“Never work with animals or children.” While W.C. Field’s quip has become a comic cliché, there are plenty of directors who live by those words of presumed wisdom. I pontificated on the first subject in my column, “Sandy, Toto and Chowsie Walk into a Bar…”, so here I’ll address the second subject. “I just don’t like kids, period.” is a common mantra among certain directors. Some elaborate: “It’s too hard. They don’t have the experience, they’re slow, they throw off the rehearsal schedule, they don’t have any technique or discipline, they’re unpredictable and their parents are a pain in the ass.”
I came up through an extraordinary children’s theater company and can still remember the thrill of getting onstage for the first time with the grownups in a “real” play. Watching the director work with the adults, and getting to work with them myself, was like having the details filled in between the lines of everything I had learned in children’s theater. As a director, I cherish being able to afford young actors that exciting, transitional opportunity. So it may be due to my own experience that I love working with kids, although I’ve always been predisposed to them in general.
There are certain expectations of actors. They will be on time, they will learn their material, they will take direction, they will chime in if they have an idea, they will play nice with others. I have never had to bend any of those rules to accommodate a child. My experience is that they bring a very specific and exhilarating energy to the proceedings if, admittedly, sometimes too much of it. But we all know adults who can suck the oxygen out of the room, too.
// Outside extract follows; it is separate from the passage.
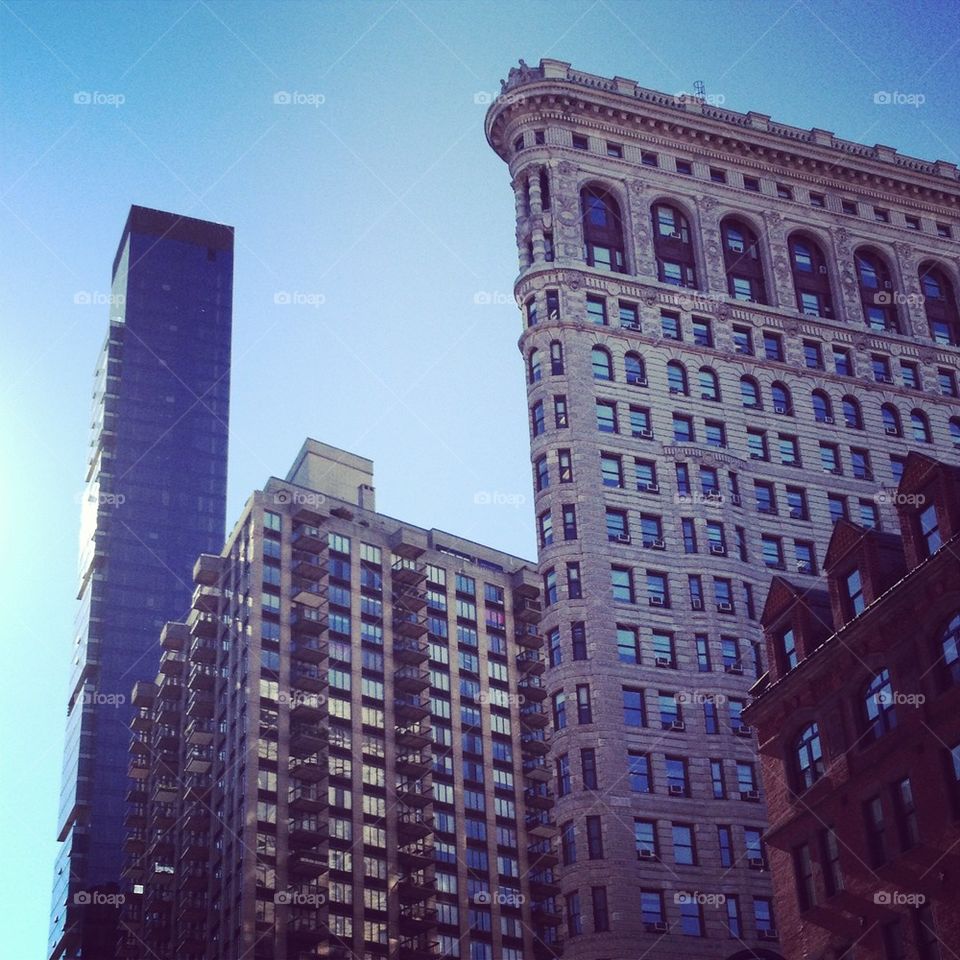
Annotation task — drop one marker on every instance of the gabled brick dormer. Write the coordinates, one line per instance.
(928, 506)
(861, 563)
(795, 622)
I treat kids just as I do everyone in the cast; it has never occurred to me, nor would I know how, to talk down to them. Actors at large are kind of like children in a big, extended family. Each one needs something different. One needs stroking and constant reinforcement, while the other responds better to tough love, being told to get with the program. Mercifully, there are those who don’t need much attention other than the occasional pat on the back and, “Good work.” The process is the same whether dealing with young or seasoned actors.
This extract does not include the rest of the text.